= Carlota S. Smith =

American linguist

Carlota Smith (May 21, 1934, New York City-May 24, 2007, Austin, Texas) was an American linguist. She was professor of linguistics at the University of Texas at Austin for 38 years.

Smith received her M.A. (1964) and Ph.D. (1967) in linguistics at the University of Pennsylvania, studying under Zellig Harris. In 1969, she joined the faculty of the Department of Linguistics at University of Texas at Austin, where she served for the remainder of her life. She was department chair from 1981-1985. She was named the Dallas TACA Centennial Professor in the Humanities in 1991.

During her long career, she made important contributions to three areas of linguistic research. Her early work examined English syntax and child language acquisition. (Shipley et al. 1969 was an influential paper in this area.) She wrote a number of papers and a widely cited book (Smith 1991) on grammatical aspect. A final research interest involved the analysis of discourse units above the level of the sentence, which she categorizes, in Smith (2003) into five ‘discourse modes’ (narrative, report, description, information, and argument).

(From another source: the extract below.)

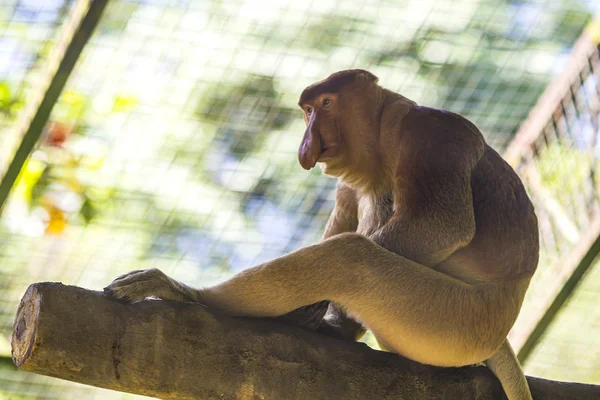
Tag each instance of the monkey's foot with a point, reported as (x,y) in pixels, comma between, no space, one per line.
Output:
(140,284)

She spent many years doing linguistic research on Navajo and became a member of the Navajo Language Academy.

== Selected publications ==
- Elizabeth F. Shipley, Carlota S. Smith and Lila R. Gleitman. 1969. A Study in the Acquisition of Language: Free Responses to Commands. Language 45: 322-342.
- Carlota S. Smith. 1991. The parameter of aspect. Kluwer.
- Carlota S. Smith. 2003. Modes of discourse: the local structure of texts. Cambridge University Press.